The 9-11 Commission’s principal recommendation for intelligence reform is to do for the intel community what the Goldwater-Nichols began for the Defense Department: institutional reform to require “jointness” in operational strategy and tactics. ( See pages 407-411) This is the approach I recommended back in February.
Our armed services work together now in what we call “network-centric” warfare. Every service is integrated from top to bottom with the others, using every asset together to its best advantage. Jointness for intelligence requires not only the sharing of information; it requires cooperation at every level to use the assets of each agency to the best combined advantage. In order for this to happen — whether it’s done by replacing the Director of Central Intelligence with a new National Intelligence Director or by some other mechanism — the new leader of our intelligence community has to be someone who is steeped in the Defense Department approach and can shake the intel trees to make this happen. That means neither a Congressman nor an old DoD hand is the right person to do it. Sources tell me that John Lehman isn’t on the short list for the DCI job.
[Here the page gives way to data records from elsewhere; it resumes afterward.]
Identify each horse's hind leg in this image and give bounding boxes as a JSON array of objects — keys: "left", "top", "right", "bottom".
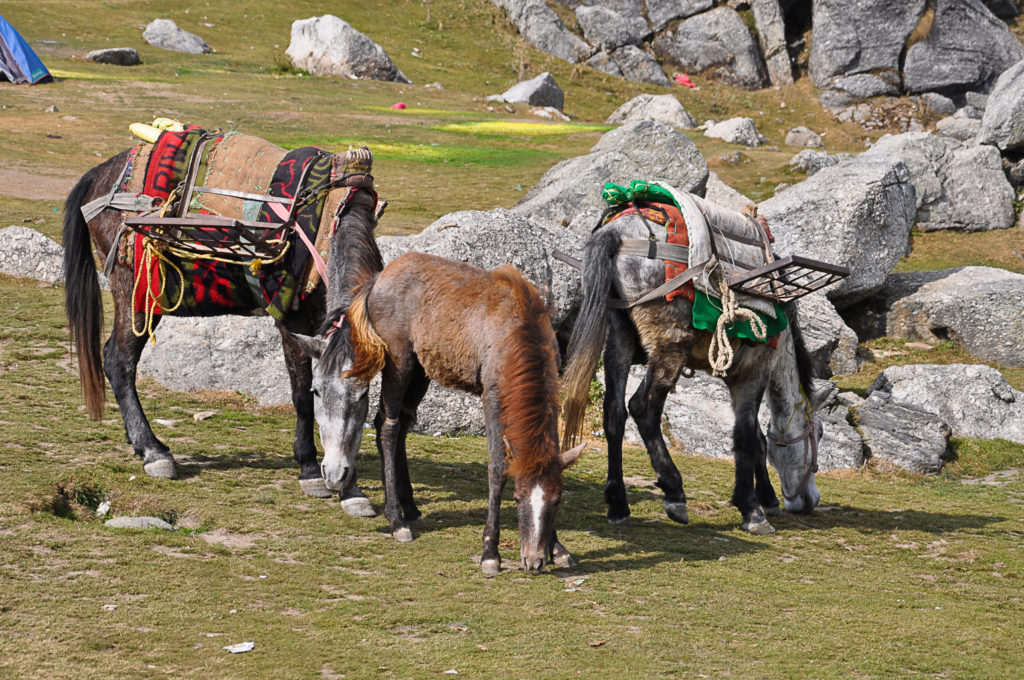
[
  {"left": 603, "top": 311, "right": 636, "bottom": 524},
  {"left": 103, "top": 307, "right": 177, "bottom": 479}
]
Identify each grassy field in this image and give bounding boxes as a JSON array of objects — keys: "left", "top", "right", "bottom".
[{"left": 0, "top": 0, "right": 1024, "bottom": 679}]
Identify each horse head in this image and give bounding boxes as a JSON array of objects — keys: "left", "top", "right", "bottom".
[
  {"left": 294, "top": 321, "right": 370, "bottom": 492},
  {"left": 506, "top": 443, "right": 586, "bottom": 573}
]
Goldwater-Nichols was enacted more than a decade ago, and really only took effect operationally in the 1991 Gulf War. Whoever is put in the DCI or “NID” job needs to be someone who is a true believer in “jointness”. To achieve it, they will need to be given much more and different statutory authority than any of the intel agencies’ heads now have. And while this needs to be done, and report after report comes in, Congress is headed off to vacation. Isn’t this urgent enough for them to hang around a while?